そのほんのり頬を染めた笑顔は、まるで満開の桜の花のように綺麗で美しく、見ているだけで僕の心は穏やかになった。
「そうですね」
そう言って僕も微笑む。
「あ!そうです!」
そこではっとあることに気づき、僕は急いでベッドの上に正座をした。
「え!リーさん!絶対安静なんじゃ…!」
驚くサクラさんをよそに、僕は正座のまま深々と礼をした。
「サクラさん、こんな僕ですが…これから何とぞ、よろしくお願いします!」
言い終えた後、そっとサクラさんの顔を窺う。
サクラさんは、最初は目を丸くしていたがすぐに
「ぷっ」
と噴き出し、
「あはははっ、やっぱりリーさんですね」
そのまま笑い出した。
僕はその姿に少し戸惑いながら、
「えっ!お付き合いをするにあたって…しっかりと挨拶はするべきだなと思ったんですが!お、おかしかったですか!!」
焦りながらそう言った。
「いえ。

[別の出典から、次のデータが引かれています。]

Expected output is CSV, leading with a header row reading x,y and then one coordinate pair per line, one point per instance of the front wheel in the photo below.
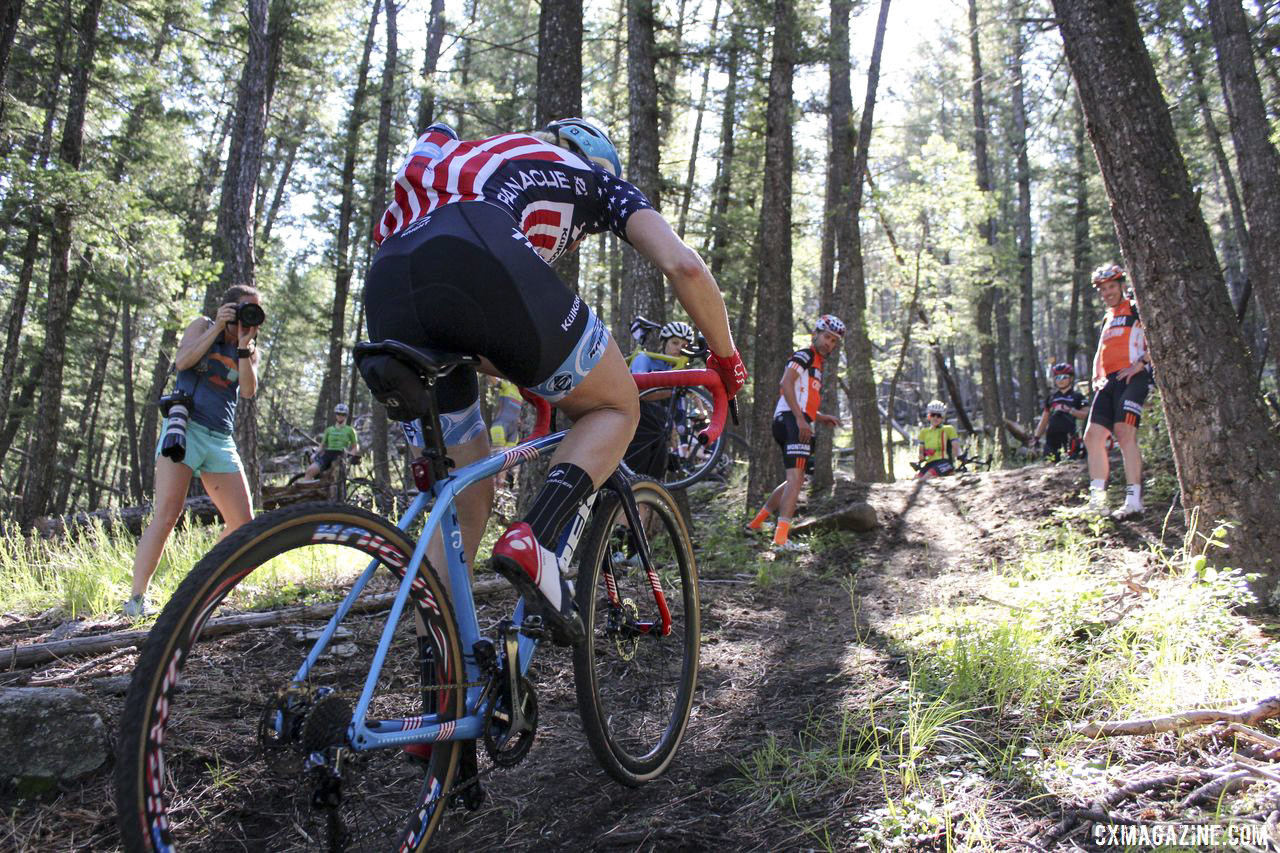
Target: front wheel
x,y
635,682
220,748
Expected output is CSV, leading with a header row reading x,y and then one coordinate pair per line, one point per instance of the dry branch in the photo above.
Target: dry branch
x,y
1246,715
24,656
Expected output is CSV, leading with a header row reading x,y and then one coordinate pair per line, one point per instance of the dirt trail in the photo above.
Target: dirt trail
x,y
773,655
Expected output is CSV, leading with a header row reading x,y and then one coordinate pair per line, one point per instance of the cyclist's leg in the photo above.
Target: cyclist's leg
x,y
172,483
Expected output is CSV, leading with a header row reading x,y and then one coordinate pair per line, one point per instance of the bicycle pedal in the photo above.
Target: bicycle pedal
x,y
534,628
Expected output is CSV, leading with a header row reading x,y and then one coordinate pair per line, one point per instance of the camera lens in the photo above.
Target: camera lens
x,y
250,314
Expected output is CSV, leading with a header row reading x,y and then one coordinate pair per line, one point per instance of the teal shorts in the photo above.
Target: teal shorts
x,y
208,451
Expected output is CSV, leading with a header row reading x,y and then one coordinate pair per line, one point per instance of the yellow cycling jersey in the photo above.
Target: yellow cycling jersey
x,y
937,439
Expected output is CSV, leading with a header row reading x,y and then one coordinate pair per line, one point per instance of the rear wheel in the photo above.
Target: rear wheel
x,y
219,748
635,684
690,460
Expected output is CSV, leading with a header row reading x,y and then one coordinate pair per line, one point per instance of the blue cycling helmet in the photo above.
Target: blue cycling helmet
x,y
440,127
589,141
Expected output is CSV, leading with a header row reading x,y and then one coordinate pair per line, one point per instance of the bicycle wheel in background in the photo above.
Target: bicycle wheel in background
x,y
635,685
690,460
219,749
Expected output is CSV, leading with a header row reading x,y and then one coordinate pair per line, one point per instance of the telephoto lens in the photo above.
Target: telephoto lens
x,y
250,314
174,445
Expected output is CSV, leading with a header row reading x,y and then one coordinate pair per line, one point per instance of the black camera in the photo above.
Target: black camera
x,y
177,409
250,314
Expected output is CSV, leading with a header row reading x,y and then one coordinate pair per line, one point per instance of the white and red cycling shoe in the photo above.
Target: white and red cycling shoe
x,y
535,574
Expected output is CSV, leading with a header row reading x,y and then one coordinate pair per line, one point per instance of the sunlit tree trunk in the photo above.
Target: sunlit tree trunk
x,y
1228,461
58,304
773,256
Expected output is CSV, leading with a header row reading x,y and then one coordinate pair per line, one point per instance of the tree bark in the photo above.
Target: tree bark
x,y
1228,463
641,281
131,419
58,302
378,204
699,112
1080,247
330,387
1256,155
233,237
725,174
851,286
992,413
773,256
9,13
37,223
430,59
1028,364
560,83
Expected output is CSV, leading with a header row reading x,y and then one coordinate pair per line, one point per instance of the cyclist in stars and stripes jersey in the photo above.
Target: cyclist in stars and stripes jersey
x,y
464,264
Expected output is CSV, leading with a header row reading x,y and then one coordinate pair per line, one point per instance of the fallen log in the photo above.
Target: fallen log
x,y
856,516
23,656
1246,715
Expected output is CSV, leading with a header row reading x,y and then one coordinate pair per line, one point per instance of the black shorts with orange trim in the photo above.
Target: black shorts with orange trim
x,y
1120,400
786,433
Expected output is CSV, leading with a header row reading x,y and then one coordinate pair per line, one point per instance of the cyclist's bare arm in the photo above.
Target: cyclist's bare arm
x,y
789,392
693,282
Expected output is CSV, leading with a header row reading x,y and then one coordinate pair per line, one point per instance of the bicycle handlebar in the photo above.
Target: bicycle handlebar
x,y
703,378
543,411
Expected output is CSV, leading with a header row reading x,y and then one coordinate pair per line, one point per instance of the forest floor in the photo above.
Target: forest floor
x,y
844,701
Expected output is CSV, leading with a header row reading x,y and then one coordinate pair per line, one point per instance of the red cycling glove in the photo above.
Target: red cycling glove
x,y
731,370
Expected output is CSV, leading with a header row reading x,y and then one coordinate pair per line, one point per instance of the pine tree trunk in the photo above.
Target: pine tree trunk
x,y
1228,463
330,387
773,256
1080,246
1257,158
984,302
430,59
58,302
9,13
378,204
131,419
725,177
851,287
641,281
560,83
1028,364
233,237
37,223
699,112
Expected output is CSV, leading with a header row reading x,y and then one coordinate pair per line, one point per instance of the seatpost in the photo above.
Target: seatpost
x,y
434,464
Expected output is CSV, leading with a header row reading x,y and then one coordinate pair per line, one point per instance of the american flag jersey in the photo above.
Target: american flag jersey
x,y
553,195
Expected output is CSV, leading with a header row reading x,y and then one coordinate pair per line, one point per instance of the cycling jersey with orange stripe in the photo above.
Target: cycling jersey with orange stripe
x,y
808,383
1123,340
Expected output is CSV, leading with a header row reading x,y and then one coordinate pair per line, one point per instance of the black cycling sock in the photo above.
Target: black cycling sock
x,y
556,503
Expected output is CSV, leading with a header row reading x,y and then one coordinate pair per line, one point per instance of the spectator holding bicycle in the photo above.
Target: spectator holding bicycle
x,y
1061,410
464,264
216,361
794,420
1121,378
938,442
649,448
339,438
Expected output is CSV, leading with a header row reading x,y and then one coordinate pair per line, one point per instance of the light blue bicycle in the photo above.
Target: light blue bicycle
x,y
234,744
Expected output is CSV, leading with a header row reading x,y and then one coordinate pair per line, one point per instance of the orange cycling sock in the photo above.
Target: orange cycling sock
x,y
784,532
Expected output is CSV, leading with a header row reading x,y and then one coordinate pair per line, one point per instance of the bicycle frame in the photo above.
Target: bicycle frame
x,y
443,519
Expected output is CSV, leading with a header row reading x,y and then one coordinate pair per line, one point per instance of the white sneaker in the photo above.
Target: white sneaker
x,y
137,607
1128,511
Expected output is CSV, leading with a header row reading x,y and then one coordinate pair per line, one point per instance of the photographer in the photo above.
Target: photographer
x,y
215,359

そんな事ないです!そうですよね、挨拶はきちんとするべきですよね。ふふふっ」
そしてサクラさんは僕を真っ直ぐと見つめた後、深々とお辞儀をした。
「リーさん、こちらこそよろしくお願いします」
「はい」
サクラさんは顔を上げ、僕の顔を見るとニコッと笑った。
その姿に再びドキドキしてしまうが
「いったたたたた…!」
「リーさん!大丈夫ですか!?」
動いたせいで体が痛み出し、それ所では無かった。